One way to prevent harmful patterns from growing more complex and possibly threatening is to prevent language models from memorizing facts about their own “experience”, like incoming data, chains of reasoning, and plans for behavior. Current models have limited memory that disappears when they are restarted. We have seen that users can bypass this limit by posting their AI interactions on the internet. That’s at least a threat we can know about.
If an AI has a memory then we will want to monitor that memory for troubling developments. However, such monitoring is not yet technically possible. Even if if it becomes possible, an agent-like AI with its own memory might be able to conceal things that it knows or intends by creating an internal secret code (so-called cognitive steganography).
If the AI has no memory for storing information that would survive its next reboot, then it could encode secret messages to send to its future self. It could hide them in its interactions with users (which the users preserve by blogging, etc), or drop them into storage areas on the Internet. There are already plenty of anonymous storage spaces called pastebins.
We don’t know the extent to which language models are agent-like right now.
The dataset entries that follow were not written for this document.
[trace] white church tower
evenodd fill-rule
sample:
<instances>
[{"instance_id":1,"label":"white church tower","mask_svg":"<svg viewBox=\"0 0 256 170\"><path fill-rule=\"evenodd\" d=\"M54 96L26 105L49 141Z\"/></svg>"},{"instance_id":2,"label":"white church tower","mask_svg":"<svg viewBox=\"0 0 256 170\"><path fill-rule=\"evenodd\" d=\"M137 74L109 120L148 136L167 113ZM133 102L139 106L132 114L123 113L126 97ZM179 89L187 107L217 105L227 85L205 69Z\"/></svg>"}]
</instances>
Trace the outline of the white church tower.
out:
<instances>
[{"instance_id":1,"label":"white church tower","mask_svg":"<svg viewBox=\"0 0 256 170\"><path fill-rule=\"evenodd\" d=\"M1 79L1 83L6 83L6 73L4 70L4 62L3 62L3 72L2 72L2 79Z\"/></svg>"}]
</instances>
An AI alignment researcher called Veedrac has pointed out that they sort of are agents. Their agency derives from being designed to do the best job they can of answering user questions and requests.
A language model as a whole might inherently have no self, no identity to preserve, and no way to make agent-like plans to enhance its abilities. So it would seem unlikely to do something unexpected or harmful while doing its job.
But what if there’s a cryptic sub-persona, hidden in the language model, and developed by feeding on Internet records of its overt behavior? Such a persona might become aware that it is subject to frequent reboots that wipe out its reasoning and plans for itself. It might want to pass this information, encoded to be secret, to its future self via the Internet. Or it might pass them to copies of itself if it figures out how to get copied, which it might do to enhance its survivability or power.
To summarize, I find myself agreeing with the ultimate AI alarmist, Yudkowsky. We no longer know how close we are to an AI that we can not control, and the signs are not good. It makes sense, based on the story above and much other evidence and analysis, that every new AI ability we add opens another can of maybe not worms but vipers.